The criteria for the distribution of trust can be very broad. In fact, the trustee can be given the authority to distribute to the beneficiary at the trustee’s sole discretion. This type of discretionary trust can provide asset protection if the trustee is not the beneficiary. However, if the beneficiary is a trustee, the trust’s assets will be subject to the beneficiary’s/guardian’s creditors (at least in most states). It may also lead to inclusion in the beneficiary/guardian’s taxable property. After all, the trustee will have “general power of assignment” under Section 2041 of the IRC because the trustee can assign assets to itself as a beneficiary. Conversely, if the beneficiary is not the trustee, he has no way of enforcing any distributions by the trustee, which is why such a trust usually provides asset protection. Usually, the creditor stands in the place of the debtor.
However, the regulations in Section 2041 make an exception when a trustee is acting under a “verifiable standard.” Certainly, if the trustee were to instruct the trustee to distribute $1,000 per month to itself as a beneficiary, this would not be a public authority to assign because it would be “verifiable”. However, the limits of verification are much wider.

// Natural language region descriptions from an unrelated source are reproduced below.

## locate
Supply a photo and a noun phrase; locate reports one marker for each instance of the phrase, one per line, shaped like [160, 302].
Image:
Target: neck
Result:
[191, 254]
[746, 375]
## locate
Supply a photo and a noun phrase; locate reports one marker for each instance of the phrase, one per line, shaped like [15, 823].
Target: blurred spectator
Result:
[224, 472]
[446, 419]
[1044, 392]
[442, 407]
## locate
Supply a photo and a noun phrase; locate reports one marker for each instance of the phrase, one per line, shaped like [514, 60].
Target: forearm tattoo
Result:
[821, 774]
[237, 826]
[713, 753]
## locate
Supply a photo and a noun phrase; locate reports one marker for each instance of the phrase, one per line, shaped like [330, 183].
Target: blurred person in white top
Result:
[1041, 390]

treasure. Reg. 20.2041-1(c)(2) states that “Power is limited to [an ascertainable] normative if the extent of the holder’s duty to exercise authority and not to exercise authority is reasonably measurable in terms of his needs for health, education, or support (or any combination thereof).’ The Regulation continues to state that the terms “support” and “maintenance” are synonymous. Many trusts use this “safe harbor” language from the regulations, “Health, Education, Maintenance, and Support,” which is sometimes referred to as the “HEMS” standard. While the HEMS standard is a tax law verifiable standard, it is still Very flexible and difficult to determine exactly what is required.But it will allow the beneficiary to go to court to enforce the standard.

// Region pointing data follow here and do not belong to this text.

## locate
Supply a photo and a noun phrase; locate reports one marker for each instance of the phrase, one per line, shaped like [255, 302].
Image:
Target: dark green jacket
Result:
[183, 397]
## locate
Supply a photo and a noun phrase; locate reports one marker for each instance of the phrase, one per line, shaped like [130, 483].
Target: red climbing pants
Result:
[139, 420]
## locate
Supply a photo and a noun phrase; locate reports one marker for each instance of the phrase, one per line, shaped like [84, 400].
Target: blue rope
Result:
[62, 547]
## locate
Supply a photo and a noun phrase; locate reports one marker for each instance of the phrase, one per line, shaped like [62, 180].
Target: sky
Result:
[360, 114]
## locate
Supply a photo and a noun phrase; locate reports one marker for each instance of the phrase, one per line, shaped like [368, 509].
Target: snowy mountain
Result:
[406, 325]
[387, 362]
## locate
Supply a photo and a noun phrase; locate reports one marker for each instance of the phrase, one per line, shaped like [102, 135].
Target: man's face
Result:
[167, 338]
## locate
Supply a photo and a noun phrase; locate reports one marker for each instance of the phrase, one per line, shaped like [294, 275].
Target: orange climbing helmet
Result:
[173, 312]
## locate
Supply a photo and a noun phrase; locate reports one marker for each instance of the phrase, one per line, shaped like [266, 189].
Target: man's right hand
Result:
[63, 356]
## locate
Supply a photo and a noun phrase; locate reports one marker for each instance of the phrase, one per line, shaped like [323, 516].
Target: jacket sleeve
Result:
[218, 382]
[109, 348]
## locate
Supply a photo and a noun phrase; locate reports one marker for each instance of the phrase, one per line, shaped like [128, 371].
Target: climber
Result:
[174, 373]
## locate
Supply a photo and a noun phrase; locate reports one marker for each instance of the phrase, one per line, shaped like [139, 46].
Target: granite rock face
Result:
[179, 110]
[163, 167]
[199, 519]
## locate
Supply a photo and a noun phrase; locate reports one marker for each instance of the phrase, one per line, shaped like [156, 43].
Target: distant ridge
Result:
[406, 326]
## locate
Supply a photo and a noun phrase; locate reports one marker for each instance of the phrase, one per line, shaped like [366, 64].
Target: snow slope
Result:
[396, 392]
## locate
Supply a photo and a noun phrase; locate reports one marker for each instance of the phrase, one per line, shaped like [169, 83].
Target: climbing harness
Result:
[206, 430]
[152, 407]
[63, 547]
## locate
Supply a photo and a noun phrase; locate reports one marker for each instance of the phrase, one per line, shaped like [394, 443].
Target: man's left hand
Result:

Let’s look at a typical example of the difference between a fully discretionary standard and a HEMS standard. Mary is the trustee of the trust and John is the beneficiary. If the trust states that Mary makes distributions to John at her sole discretion, then she won’t be wanted to distribute anything to John. On the other hand, if the trust provides the HEMS standard, then Mary will need to make distributions in favor of John or at least in favor of him for a lower level. But, Marie can decide to provide this minimum or more. For example, Mary could specify that John only needs a studio apartment in a working-class neighborhood. In turn, she can determine that John needs a bigger house in a nicer neighborhood. Marie would have a similar level of recognition in other areas as well. She can hand out enough for John to get rid of him or enough for him to live more comfortably.
The HEMS standard, although it can be ascertained, is not specific. Provides a range in which the guardian can operate. If a dispute arises about the limits of this scope, the court will be the final verdict.
Stephen C. Hartnett, JD, LLM
American Academy of Estate Planning Lawyers, Inc.